Building a model for microbiome research
Before talking about what the authors did, I want to describe how they did it. They started (in a previous study) with a cohort of patients being treated for a common disease with no known cure (Crohn's) and looked for differences in the genomic content of their microbiome compared to healthy control subjects. That initial analysis indicated that one particular metabolic pathway was enriched in patients with the disease. In this study they followed up on that finding by analyzing the metabolites produced by those microbes. The combination of those two orthogonal analyses (genomic DNA and fecal metabolites) provided some suggestion that microbes in the gut were producing one particular chemical which may have a role in disease. To test that hypothesis they moved into a mouse model where they could test that hypothesis with controlled experiments, not only adding and removing microbes but also tracking the passage of metabolites via isotopic labelling. That model system provided crucial data that supported the findings from the human clinical samples – that a specific bacterial enzyme may have a role in human disease. After this study, I can only imagine that the next step would be to move back into humans and see if that target can be used to generate a useful therapeutic.

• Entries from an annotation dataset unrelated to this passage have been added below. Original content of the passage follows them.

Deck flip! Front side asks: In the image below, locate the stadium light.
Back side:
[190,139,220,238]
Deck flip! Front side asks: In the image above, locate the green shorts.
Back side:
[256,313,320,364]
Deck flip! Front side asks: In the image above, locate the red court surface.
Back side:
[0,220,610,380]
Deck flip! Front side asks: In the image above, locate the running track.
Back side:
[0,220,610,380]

The microbiome field is relatively new, and I believe that its first batch of groundbreaking therapeutics is just over the horizon. I wouldn't be surprised if the most influential studies in this field follow a trajectory that is similar to what I describe above: generating hypotheses in humans, testing them in animal models, and moving back to human to test and deliver therapeutics.
Ok, enough predictions, let's get into the paper.

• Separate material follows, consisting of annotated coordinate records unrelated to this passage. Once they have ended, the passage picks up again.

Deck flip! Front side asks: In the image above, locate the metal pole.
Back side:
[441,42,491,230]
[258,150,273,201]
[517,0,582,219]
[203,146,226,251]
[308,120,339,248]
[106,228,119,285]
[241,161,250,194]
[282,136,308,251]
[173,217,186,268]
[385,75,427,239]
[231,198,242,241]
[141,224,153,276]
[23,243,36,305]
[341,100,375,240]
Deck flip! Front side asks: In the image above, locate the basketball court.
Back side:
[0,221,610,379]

The Microbiome – Who's Who and What's What
The figure above shows the association between Who's in the microbiome (bacterial genera, vertical axis) and What's (metabolites, horizontal axis) in the microbiome. The point here is that certain microbes are associated with certain metabolites, with a big focus on the amino acids that are being produced. The prior set of experiments suggested that the microbes in Crohn's patients had an increased capacity for producing amino acids, while this figure (and Figure 1) goes further to show that there is a subset of microbes associated with higher actual levels of amino acids in those subjects.

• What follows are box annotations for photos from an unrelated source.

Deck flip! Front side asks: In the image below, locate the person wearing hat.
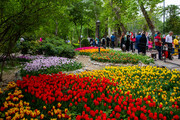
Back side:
[135,32,142,54]
[166,31,173,60]
[154,32,162,60]
[111,34,116,49]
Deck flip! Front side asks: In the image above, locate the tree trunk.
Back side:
[138,0,155,37]
[117,24,121,36]
[110,0,127,33]
[74,22,81,48]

Tracking metabolism in the microbiome
Here's a deceptively simple figure describing a powerful finding.
This experiment uses radiolabelled urea to measure the production of lysine by microbes in the gut. The central question here is what is producing the extra amino acids in Crohn's disease? In this experiment the authors added radiolabelled urea so that they could track how much lysine was being produced from that urea. Crucially, they found that adding either antibiotics or a defined set of microbes (called "ASF") reduced the amount of lysine that was produced from that urea, which supports the hypothesis that microbes in the gut are directly metabolizing urea.
Tying it all together
I've skipped over a lot of interesting control experiments so that I could get to the grand finale. Everything I've told you up until now has established that (a) Crohn's patients have higher levels of certain amino acids in their stool, (b) those high amino acid levels are associated with particular bacteria, and (c) bacteria in the gut are able to produce amino acids from urea. To bring it all together the authors went to a mouse model of colitis to see whether adding or removing a single gene would have an effect on disease. They found that E. coli with urease (an enzyme that metabolizes urea) caused significantly more disease than E. coli without urease. This brings it all back to the action of a single gene on a model of human disease, which is the classic goal of reductionist molecular biology, but the gene of interest is encoded by the human microbiome.
I think that's pretty cool.
From here it's easy to imagine that people might be interested in designing a drug that targets microbial urease in order to reduce human disease, although that's got to be a pretty difficult task and I have no idea how diverse bacterial urease enzymes are.
Bringing it back to my first point, this seems like the best case example of how to advance our understanding of the human microbiome with the goal of treating human disease. I hope to see many more like it in the years to come.